Aku pun masuk ke dalam rumah. Tidak melewati pintu depan, melainkan lewat samping, sebuah garasi mobil, dan ketika masuk, astaga garasinya indah sekali. Dua mobil mewah diam di sana. Belum lagi satu mobil di luar yang sempat kulihat pada waktu kupikir aku masuk lewat pintu depan. Si pengasuh anak, yang kupanggil 'Sus', dia yang bilang begitu, mengoceh panjang lebar saat kami masuk. Katanya tuan besar dan nyonya besar (pemilik rumah) sedang tidak di rumah. Juga si nyonya paling besar (sang nenek) sedang menjalankan bisnis di luar. "Lalu kenapa ada tiga mobil di rumah?" aku bertanya. "Itu mobil yang tidak dipakai hari ini," jawab si Sus. "Astaga, berarti ada enam mobil, mewah pula." "Tidak, sebenarnya ada tujuh mobil, satunya lagi dipakai bos besar (anak tertua)," lanjut si Sus. Aku terkaget-kaget.
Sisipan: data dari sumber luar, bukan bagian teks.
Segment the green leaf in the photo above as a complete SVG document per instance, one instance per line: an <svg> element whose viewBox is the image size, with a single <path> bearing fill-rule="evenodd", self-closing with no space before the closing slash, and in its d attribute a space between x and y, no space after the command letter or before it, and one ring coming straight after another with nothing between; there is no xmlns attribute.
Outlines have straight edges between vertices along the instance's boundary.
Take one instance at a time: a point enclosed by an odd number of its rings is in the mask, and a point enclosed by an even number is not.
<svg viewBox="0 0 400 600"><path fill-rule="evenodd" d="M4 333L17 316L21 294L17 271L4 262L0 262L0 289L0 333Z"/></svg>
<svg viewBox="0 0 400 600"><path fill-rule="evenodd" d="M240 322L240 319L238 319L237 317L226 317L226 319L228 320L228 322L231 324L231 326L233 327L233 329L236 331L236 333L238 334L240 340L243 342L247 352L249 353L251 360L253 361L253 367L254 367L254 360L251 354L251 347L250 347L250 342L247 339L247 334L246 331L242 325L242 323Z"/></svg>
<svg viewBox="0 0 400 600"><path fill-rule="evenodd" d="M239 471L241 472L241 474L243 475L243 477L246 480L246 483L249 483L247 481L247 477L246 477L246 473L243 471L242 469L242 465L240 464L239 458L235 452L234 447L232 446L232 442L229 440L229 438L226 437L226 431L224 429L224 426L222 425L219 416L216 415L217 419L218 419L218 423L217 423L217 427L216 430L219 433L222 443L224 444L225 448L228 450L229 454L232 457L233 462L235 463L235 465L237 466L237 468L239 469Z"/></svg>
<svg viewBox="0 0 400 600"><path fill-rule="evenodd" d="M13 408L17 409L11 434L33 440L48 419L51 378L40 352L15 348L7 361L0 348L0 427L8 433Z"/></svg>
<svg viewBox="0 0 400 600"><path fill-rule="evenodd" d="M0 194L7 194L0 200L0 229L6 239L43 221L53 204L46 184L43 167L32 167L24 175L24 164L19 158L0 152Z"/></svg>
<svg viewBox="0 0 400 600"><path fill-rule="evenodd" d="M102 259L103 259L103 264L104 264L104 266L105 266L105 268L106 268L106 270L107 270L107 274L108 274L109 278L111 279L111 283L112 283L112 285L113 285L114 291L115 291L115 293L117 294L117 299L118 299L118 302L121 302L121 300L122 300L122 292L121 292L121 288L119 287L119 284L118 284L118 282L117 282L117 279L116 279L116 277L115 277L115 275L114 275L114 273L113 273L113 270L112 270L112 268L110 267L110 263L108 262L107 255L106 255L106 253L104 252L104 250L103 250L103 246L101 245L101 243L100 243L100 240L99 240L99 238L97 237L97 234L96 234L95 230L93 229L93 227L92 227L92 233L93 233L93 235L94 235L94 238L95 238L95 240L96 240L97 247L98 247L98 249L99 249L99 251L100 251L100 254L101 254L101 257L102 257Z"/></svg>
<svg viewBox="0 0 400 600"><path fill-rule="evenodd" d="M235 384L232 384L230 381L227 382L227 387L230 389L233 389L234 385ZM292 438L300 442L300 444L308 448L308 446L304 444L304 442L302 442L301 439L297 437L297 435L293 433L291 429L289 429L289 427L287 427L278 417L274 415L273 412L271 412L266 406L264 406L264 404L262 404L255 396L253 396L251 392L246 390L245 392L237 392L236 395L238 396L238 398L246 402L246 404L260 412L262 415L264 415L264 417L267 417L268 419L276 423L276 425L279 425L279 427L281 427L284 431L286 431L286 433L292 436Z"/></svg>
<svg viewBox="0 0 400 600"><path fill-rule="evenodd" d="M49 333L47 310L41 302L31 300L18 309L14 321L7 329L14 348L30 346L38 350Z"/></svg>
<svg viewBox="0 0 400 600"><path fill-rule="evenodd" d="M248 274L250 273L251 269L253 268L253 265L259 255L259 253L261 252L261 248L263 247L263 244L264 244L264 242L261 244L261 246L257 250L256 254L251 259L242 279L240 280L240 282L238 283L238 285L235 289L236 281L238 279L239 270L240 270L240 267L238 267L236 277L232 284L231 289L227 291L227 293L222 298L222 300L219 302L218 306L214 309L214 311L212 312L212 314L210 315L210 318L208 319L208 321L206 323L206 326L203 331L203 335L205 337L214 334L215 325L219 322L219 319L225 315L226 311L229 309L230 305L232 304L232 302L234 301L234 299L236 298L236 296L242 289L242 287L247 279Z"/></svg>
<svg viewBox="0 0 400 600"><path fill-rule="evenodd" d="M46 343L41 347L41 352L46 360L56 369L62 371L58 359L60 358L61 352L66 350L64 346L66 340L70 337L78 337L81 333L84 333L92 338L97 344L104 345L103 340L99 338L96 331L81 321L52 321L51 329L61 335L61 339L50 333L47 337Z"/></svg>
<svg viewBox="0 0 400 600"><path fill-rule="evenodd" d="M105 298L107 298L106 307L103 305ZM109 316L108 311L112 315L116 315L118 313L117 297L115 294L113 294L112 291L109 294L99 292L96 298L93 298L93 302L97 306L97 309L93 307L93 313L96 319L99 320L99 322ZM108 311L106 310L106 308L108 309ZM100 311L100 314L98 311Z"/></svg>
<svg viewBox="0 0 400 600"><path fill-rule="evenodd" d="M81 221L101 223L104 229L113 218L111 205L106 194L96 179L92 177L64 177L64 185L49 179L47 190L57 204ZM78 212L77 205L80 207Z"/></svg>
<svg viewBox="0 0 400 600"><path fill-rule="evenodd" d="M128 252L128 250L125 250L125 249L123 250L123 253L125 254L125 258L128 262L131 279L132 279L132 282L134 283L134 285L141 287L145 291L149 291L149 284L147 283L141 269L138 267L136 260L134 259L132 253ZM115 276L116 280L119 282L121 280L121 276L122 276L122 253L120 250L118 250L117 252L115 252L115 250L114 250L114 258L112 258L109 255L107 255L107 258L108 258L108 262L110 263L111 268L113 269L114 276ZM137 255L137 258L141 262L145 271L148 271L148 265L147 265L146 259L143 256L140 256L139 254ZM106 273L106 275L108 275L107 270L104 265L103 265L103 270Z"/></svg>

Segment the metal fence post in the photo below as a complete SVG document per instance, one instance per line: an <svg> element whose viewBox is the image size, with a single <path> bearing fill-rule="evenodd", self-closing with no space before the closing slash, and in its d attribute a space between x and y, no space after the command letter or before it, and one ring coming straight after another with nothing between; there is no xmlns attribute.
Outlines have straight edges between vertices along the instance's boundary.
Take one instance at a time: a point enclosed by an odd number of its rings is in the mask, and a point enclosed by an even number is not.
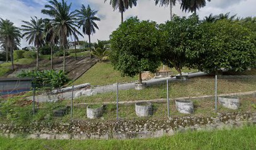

Ceritaku di atas tidak terlalu penting. Itu hanya sepenggal cerita bagaimana aku mencari uang di awal masaku sebagai lulusan perguruan tinggi. Aku hanya membayangkan berapa jiwa yang tercukupi kebutuhannya seandainya mobil-mobil di rumah si kaya tadi dijual lalu uangnya dipakai untuk membantu orang miskin? Daripada didiamkan di garasi? Dan aku membayangkan jalanan di ibukota, Jakarta, bebas macet kalau saja orang-orang cukup rendah hati naik transportasi umum?

Ah, itulah hidup, kata orang dewasa.